Het eenvoudigste vind ik, eerlijk gezegd, dat als dit zich zou voordoen, in de loonadministratie van de werkgever het tegenbewijs ligt. Hierdoor lijkt mij ook niet direct relevant de relatie die mevrouw Gelderblom legde met artikel 23. Indien het buiten de schuld van de werkgever zou gebeuren dat die bepaling van toepassing zou zijn, als zich al gevallen zouden voordoen die mevrouw Gelderblom vreest of waarvoor zij in ieder geval aandacht vraagt, dan zal dat tegenbewijs in de jurisprudentie tot uitdrukking moeten komen. Ik geloof niet dat wij daar nu nog een regel aan zouden kunnen toevoegen en dat een interpretatie nu net iets te ver gaat op dit punt. Nogmaals, ik heb geen aanleiding om te veronderstellen dat de situatie waarvoor mevrouw Gelderblom aandacht vroeg, zich zal voordoen.

Dan heeft mevrouw Gelderblom het gehad over het inderdaad boeiende fenomeen van de musici en artiesten in relatie tot het prioriteitgenietend aanbod. De Tweede Kamer had hier ook grote belangstelling voor. Wij zijn toen afgedaald in de vraag wie welke voorkeur voor welke kunstuiting heeft en hebben toen vastgesteld dat dit een behoorlijke subjectieve dimensie heeft. Op basis daarvan zijn nog besprekingen gaande met het Werkgeversoverleg podiumkunsten om tot een zekere kwalitatieve weging te komen bij de beoordeling die uiteindelijk zal moeten leiden tot een antwoord op de vraag of terecht geen voorrang is gegeven aan prioriteitgenietend aanbod. Ik zeg daar wel bij dat schermen met kwaliteit geen truc mag worden – oneerbiedig gezegd – om regulering te ontduiken. Dat heeft mevrouw Gelderblom echter ook niet gevraagd. Ook op dit terrein is een zekere regulering nodig. Ik geloof evenwel dat het door dat overleg – de resultaten daarvan zullen te zijner tijd kenbaar worden gemaakt aan de uitvoerende instanties – mogelijk moet zijn om op dit punt tot een bevredigende regeling te komen. Ik ben ook van plan om de uitvoeringsregeling die uit dat overleg zal resulteren, te zijner tijd in de Staatscourant te publiceren. En dan maar hopen dat het cultuuraanbod uit het buitenland in Nederland de komende jaren geen merkbare verandering ondergaat. Ik verheug mij in ieder geval niet op zo'n resultaat.

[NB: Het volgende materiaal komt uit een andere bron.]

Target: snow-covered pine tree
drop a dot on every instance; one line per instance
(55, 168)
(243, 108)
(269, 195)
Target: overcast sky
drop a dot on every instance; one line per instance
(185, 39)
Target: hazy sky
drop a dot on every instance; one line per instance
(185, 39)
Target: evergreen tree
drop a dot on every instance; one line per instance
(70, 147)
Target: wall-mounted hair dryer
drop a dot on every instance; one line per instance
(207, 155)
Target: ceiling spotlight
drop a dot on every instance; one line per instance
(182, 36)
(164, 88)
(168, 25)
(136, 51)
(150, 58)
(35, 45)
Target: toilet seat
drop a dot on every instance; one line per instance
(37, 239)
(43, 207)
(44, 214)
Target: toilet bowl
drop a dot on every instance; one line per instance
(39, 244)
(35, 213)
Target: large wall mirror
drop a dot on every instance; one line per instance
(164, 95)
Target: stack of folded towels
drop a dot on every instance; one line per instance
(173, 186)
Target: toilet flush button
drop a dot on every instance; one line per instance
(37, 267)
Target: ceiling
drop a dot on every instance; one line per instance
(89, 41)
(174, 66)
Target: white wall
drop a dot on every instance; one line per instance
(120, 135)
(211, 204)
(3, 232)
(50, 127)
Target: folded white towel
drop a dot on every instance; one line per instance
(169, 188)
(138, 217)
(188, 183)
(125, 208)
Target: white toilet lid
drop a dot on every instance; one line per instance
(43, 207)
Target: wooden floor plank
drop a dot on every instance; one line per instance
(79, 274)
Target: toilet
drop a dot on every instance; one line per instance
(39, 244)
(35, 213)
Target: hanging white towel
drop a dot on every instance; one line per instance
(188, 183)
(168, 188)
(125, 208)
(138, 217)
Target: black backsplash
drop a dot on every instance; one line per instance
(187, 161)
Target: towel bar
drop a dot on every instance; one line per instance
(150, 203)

Wat de zeevarenden betreft, kan ik kortheidshalve verwijzen naar wat ik daarover in de Tweede Kamer heb gezegd. In eerste instantie is nu mijn collega van Verkeer en Waterstaat in overleg met de Tweede Kamer aan bod om een aantal aspecten betreffende de specifieke positie van zeevarenden, te bespreken. Zo nodig, vindt een terugkoppeling daarvan naar deze wetgeving plaats. In theorie zou dat tot aanpassing kunnen leiden. De bal ligt nu echter eerst daar; dat is overigens in goed overleg met de minister van Verkeer en Waterstaat gedaan.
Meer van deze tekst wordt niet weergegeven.